I’ll give you two weeks’ notice or, if you want me to
leave immediately, I’ll do that. I’m taking the
Jackson
case with me though, so please don’t think about fighting me on
that. My clients won’t stay here if I’m not involved.”

Matt
looks at me with exasperation and waves an impatient hand at me. “I
don’t give a fuck if you take that case. I just can’t
believe you’d quit. I mean… I moved you out of my
section so you wouldn’t have to deal with me. I thought it
would give you want you wanted.”

Cocking
my head, I try to gauge what Matt is really feeling. He looks
agitated and nervous. He looks confused… lost. I’m not
sure what it means, but none of it changes my decision to leave.

“I’m
sorry. I appreciate you trying to make my work environment easier.
It’s just… it’s just too hard for me to be here.
Too many memories. Some right in this office,” I say with a
little smile, and I’m surprised when Matt even smiles a little
over my reference to the times we’d gotten down and dirty in
here.

“There’s
nothing I can do to change your mind?” he asks. His eyes peer
hard into mine, trying to determine if there is a loophole he can
work his way inside of.

If
he could really read my thoughts, he’d see that my heart is
screaming,
Yes. You can tell me you’ve
made a huge mistake—that you miss me, love me, and you’ll
die without me.

But
that’s too much wishful thinking. So I say, “I’m
sorry. This is for the best.”

He
stares at me for a long moment. I can practically see the wheels and
cogs spinning in his brain. But then I see the moment when
resignation takes over his face, and he accepts what I say. “All
right then. I’ll accept your resignation, and I’ll take
the two weeks’ notice. That’s very professional of you to
offer that. Since you’ll only be here two more weeks, obviously
I won’t be transferring you over to Bill. You can help me wind
up some stuff.”

“Okay,”
I tell him, not sure if I’m relieved or sad that he didn’t
beg me to stay. “Sounds like a game plan.”

“You
resigned?” Cal asks with astonishment as we move through the
cafeteria line. He pulls a turkey sub onto his tray, and I make a
grab for one of the last Caesar salads left.

“Yup,”
I tell him, also grabbing a cupcake. I think I’m entitled since
I’m eating rabbit food for lunch.

When
we get to the cash register I open my wallet, but Cal beats me to it
by handing his credit card over to the cashier.

“Hey,”
I say in exasperation. “I’m supposed to be buying. I
invited you.”

Cal
glares at me, and I close my wallet. “I’m buying because
you’re getting ready to be a poor, unemployed lawyer. You need
to be saving your money.”

We
take our food and easily find an empty table. The lunch rush is
starting to wane, but that’s because we didn’t get here
until about 1:30 PM because Cal was running late.

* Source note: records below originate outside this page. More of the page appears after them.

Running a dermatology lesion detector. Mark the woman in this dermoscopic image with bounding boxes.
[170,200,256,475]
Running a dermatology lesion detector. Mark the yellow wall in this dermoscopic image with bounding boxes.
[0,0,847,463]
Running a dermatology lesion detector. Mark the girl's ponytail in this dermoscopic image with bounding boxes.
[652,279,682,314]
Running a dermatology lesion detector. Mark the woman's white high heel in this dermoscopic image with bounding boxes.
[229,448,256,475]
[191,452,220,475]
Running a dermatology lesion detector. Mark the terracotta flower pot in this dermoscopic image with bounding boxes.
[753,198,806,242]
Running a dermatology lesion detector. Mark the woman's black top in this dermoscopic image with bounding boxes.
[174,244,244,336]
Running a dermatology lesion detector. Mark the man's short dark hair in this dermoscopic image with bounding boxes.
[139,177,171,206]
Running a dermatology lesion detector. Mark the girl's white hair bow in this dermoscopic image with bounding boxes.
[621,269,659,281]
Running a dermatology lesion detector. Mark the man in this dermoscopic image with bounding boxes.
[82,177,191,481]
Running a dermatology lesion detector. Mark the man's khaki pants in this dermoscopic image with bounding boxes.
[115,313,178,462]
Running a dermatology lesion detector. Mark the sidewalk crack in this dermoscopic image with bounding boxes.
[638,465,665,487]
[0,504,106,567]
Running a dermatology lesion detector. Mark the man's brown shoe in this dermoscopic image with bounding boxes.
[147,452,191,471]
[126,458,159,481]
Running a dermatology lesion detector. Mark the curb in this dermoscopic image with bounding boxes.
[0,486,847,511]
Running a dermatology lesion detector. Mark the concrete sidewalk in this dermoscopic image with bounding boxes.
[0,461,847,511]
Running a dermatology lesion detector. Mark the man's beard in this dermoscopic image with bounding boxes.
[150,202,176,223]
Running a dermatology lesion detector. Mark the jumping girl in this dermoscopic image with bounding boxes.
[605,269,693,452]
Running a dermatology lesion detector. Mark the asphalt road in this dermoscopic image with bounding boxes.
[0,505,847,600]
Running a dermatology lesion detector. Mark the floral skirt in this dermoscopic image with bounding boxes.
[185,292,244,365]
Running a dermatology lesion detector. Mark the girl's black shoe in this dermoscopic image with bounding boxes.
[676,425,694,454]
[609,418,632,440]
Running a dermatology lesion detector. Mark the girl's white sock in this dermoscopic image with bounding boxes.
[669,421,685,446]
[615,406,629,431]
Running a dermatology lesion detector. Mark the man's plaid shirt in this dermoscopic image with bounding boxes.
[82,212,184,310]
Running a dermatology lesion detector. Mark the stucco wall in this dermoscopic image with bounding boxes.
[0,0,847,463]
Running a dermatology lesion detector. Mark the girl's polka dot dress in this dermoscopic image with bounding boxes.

The crowded nature
of this cafeteria is one of the reasons I try to avoid it. Yes, it’s
super convenient having it in our building, but I hate having to
battle for a table.

We
sit down, and I pull my cupcake toward me. I love eating my dessert
first, although, sometimes I feel self-conscious about it. I don’t
feel that way with Cal, which is again a testament to what a good
friend he’s become to me.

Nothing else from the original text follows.